Hemp’s transformation has been profound: From disinterested bystander he quickly has become a tireless evangelist.
“When I was a sentry dog handler we were known for our impatient, independent attitude. [Dog handlers] don’t have a commander, really. It’s just you and your pooch: One dog, one handler, forty acres,” says Hemp. “This project is really just the same thing.
“I walked three dogs on three continents during my time in the military: stateside, Libya, and Vietnam. I’m pretty certain that’s unusual.” What’s not unusual is Jon Hemp’s motivation for doing all this: “I just want to make sure these kids never have to come home the way Vietnam veterans did,” he says. It’s that universal theme among Vietnam veterans: I’m not going to let happen to them what happened to me.

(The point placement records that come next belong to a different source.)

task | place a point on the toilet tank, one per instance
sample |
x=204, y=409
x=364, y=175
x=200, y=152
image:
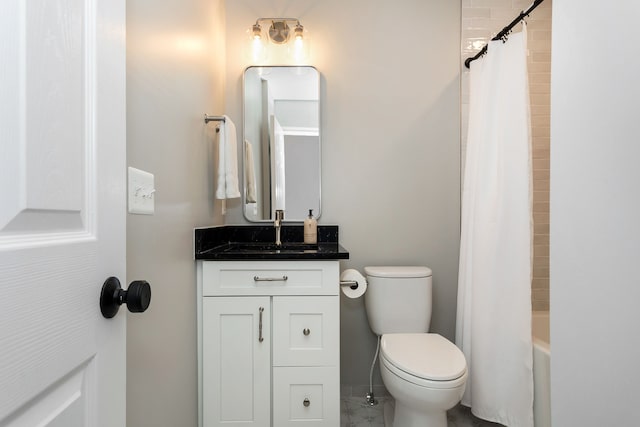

“I was a sentry dog handler throughout my time in the military. Now there is no such thing,” he remarks. “We were essentially the night vision back then.” Now, with the advances in night vision technology, the mission of military K9s has evolved into many different specialties. Ironically, even with talk of new technologies that could perform some of the same functions, the role of military dogs has done nothing but grow.
But for the current crop of military dog handlers gathering to share a meal with some old dawgs, it’s brotherhood all the same. And so is their often under-appreciated job: protecting the lives of American servicemen and women.
“Because of what they do, it’s not unusual for these guys to have four or five trips downrange,” says Hemp. “We just want these guys to come home to someone who appreciates the work they are doing. They are America’s front-line defenders.”
Maybe Jon Hemp is a joiner after all.